The best study text is not necessarily the most error-free. This is the one where you can feel that something is at stake. Where the writer has struggled with the material, perhaps stumbled a little along the way, but has still reached a point that is not only plausible – but personal.

So is generative AI better at writing texts than Danish students? If we're talking about surface, pace, and grammatical discipline: yes, without a doubt. If we're talking about cognition, originality, and the slow, frustrating process that actually makes us smarter: not at all.

And maybe that's exactly the point. The AI ​​writes texts. Students are being educated.
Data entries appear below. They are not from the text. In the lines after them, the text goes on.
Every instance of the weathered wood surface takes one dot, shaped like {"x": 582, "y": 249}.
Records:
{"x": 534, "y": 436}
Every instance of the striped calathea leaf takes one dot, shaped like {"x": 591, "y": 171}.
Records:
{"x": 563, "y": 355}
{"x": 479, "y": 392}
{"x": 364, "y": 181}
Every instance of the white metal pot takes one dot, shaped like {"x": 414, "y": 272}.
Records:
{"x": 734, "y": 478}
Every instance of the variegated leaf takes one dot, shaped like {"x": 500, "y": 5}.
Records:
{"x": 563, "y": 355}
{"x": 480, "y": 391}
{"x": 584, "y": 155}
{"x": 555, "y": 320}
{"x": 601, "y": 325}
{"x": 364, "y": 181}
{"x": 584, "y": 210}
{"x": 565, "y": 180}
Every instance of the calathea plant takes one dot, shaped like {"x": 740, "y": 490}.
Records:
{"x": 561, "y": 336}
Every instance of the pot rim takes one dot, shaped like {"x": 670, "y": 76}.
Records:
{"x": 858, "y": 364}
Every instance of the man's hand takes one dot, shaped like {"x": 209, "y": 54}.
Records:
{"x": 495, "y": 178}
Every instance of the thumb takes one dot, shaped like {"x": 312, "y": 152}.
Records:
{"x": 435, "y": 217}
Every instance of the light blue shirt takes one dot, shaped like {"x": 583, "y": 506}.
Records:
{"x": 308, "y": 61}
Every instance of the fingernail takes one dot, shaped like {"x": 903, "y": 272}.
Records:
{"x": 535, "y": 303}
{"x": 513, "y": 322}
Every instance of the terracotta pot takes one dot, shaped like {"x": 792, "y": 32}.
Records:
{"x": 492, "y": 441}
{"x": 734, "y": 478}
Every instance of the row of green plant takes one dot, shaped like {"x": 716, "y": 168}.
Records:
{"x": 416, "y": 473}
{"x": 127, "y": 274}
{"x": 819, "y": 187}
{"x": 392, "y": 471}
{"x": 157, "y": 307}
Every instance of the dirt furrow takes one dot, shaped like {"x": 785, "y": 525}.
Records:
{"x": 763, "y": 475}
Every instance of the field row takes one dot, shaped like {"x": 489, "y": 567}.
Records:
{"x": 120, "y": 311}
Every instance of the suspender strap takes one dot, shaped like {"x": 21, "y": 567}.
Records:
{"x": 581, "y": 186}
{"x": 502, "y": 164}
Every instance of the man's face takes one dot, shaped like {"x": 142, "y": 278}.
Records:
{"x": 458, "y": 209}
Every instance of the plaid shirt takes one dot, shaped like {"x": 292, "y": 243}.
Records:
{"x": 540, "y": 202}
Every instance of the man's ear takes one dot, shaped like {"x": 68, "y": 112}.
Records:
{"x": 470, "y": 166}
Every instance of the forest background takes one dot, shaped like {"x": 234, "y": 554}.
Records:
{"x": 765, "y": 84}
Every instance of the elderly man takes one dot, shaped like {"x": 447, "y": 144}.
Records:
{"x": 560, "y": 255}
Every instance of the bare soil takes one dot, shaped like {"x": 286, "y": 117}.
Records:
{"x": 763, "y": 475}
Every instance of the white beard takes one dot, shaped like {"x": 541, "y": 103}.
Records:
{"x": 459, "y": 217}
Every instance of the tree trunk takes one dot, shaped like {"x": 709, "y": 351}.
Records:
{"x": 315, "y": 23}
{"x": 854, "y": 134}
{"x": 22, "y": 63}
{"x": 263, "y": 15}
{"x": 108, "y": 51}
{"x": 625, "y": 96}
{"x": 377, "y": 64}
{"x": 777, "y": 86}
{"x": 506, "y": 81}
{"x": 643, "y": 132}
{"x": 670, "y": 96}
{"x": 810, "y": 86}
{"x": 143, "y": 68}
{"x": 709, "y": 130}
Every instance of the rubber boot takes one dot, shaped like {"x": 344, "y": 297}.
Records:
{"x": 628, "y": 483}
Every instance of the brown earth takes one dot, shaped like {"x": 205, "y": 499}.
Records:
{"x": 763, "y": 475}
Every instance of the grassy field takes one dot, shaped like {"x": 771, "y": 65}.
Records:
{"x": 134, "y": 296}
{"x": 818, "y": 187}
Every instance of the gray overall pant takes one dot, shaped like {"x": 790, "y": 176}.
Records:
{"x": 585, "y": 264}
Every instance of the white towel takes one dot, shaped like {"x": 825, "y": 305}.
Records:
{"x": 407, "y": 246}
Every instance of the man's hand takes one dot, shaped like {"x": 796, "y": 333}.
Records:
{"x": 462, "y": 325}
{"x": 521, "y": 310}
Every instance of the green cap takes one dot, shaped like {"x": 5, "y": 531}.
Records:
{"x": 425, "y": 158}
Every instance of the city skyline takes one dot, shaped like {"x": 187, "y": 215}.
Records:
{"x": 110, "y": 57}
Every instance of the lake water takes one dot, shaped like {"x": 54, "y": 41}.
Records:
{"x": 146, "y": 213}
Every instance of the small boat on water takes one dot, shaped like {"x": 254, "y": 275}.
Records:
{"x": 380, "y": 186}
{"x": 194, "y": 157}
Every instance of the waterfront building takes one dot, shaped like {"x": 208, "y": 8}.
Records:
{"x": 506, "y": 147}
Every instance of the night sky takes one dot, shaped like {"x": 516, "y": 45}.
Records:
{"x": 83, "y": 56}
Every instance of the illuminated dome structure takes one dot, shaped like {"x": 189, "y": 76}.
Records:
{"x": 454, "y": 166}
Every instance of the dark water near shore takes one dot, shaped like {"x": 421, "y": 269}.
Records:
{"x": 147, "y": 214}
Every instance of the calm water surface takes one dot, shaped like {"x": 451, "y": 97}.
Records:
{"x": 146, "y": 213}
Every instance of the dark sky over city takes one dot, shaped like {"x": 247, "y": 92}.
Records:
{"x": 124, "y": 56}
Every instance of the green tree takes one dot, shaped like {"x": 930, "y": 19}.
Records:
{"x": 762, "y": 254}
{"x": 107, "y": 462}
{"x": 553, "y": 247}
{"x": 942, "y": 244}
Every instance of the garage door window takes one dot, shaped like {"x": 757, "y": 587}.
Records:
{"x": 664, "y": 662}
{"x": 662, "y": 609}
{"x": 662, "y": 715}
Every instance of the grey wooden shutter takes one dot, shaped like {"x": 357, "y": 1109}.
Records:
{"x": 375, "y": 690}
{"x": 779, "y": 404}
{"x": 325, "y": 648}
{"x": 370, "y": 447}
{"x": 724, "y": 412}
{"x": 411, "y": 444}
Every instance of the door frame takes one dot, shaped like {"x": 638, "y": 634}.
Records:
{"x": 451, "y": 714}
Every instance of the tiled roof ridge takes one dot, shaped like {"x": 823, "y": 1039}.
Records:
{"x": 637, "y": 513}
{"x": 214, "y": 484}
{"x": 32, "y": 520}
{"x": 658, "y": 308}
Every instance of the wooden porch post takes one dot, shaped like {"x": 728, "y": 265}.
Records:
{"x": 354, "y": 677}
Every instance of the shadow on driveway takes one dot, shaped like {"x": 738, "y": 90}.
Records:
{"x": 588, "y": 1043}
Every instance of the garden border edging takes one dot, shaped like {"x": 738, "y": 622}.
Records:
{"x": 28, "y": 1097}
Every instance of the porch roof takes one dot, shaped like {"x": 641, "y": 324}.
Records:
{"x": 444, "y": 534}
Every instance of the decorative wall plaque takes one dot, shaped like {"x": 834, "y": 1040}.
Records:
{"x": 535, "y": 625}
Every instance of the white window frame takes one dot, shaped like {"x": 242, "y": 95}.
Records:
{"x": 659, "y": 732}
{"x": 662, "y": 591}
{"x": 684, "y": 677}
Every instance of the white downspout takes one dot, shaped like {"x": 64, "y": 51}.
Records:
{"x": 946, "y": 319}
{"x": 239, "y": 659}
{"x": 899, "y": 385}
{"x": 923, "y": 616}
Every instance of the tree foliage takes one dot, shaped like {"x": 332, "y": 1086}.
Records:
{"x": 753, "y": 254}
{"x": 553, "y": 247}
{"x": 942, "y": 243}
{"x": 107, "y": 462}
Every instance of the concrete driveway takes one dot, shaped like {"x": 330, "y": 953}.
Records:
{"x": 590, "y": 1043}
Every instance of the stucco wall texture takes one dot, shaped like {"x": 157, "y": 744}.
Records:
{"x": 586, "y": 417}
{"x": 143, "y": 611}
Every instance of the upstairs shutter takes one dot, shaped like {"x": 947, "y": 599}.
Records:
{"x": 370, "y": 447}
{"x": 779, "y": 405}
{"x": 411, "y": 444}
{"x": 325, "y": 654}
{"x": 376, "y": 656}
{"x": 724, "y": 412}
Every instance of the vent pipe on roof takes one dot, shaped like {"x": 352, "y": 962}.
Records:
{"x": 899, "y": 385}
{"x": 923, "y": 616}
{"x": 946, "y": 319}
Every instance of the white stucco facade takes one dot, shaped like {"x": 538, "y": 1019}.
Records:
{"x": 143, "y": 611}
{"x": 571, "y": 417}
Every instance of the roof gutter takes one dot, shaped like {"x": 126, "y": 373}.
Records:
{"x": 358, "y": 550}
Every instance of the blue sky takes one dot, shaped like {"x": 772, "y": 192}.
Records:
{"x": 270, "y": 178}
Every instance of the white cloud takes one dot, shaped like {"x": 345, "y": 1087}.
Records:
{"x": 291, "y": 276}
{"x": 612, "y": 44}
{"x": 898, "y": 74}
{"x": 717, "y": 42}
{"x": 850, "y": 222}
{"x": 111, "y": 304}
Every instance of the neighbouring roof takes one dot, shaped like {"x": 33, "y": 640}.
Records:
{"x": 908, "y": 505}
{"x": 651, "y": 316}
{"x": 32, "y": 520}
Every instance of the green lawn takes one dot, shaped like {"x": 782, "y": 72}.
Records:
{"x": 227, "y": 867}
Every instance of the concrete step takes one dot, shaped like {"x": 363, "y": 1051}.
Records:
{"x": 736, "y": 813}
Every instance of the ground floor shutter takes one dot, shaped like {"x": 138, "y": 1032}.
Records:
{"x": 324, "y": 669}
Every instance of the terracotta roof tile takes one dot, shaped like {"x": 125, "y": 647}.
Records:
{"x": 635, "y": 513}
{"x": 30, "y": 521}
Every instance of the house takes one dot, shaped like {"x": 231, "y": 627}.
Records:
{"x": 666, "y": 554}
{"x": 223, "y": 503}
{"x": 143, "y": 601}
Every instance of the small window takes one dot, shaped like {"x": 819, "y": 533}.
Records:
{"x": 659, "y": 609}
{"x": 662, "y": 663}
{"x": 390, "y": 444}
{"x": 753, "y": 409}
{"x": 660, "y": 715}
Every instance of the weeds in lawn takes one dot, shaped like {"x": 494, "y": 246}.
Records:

One of those can be automated. The other still takes time, doubt, and a certain amount of panic at 2:13.

Fortunately.

If you want, I can also:

  • Adjust the tone (more sarcastic, more serious, more “Politiken” or more “Ekstra Bladet”)
  • Tailor it to a specific audience or publication
  • Shorten or lengthen the column

Do you want a new version?

NB! This column is 100 percent written by AI (ChatGPT), which Peter Bakker prompted with the following: Write a funny and sharp 600-word column on the topic: generative AI is better at writing texts than Danish students. 

Omnibus does not normally feature content written by AI, but here the column serves as a contribution to an ongoing debate about the use of AI at the university and the quality of content generated by AI. Omnibus always declares when AI has been used in the production of editorial content. For example, Omnibus uses machine translation when we translate content, but always with subsequent post-editing to ensure quality. In the same way, as above, it will be apparent if AI has been used to generate graphics or illustrations. In addition, the editorial team can use AI for research and idea development.

This text is machine translated and post-edited by Lisa Enevoldsen.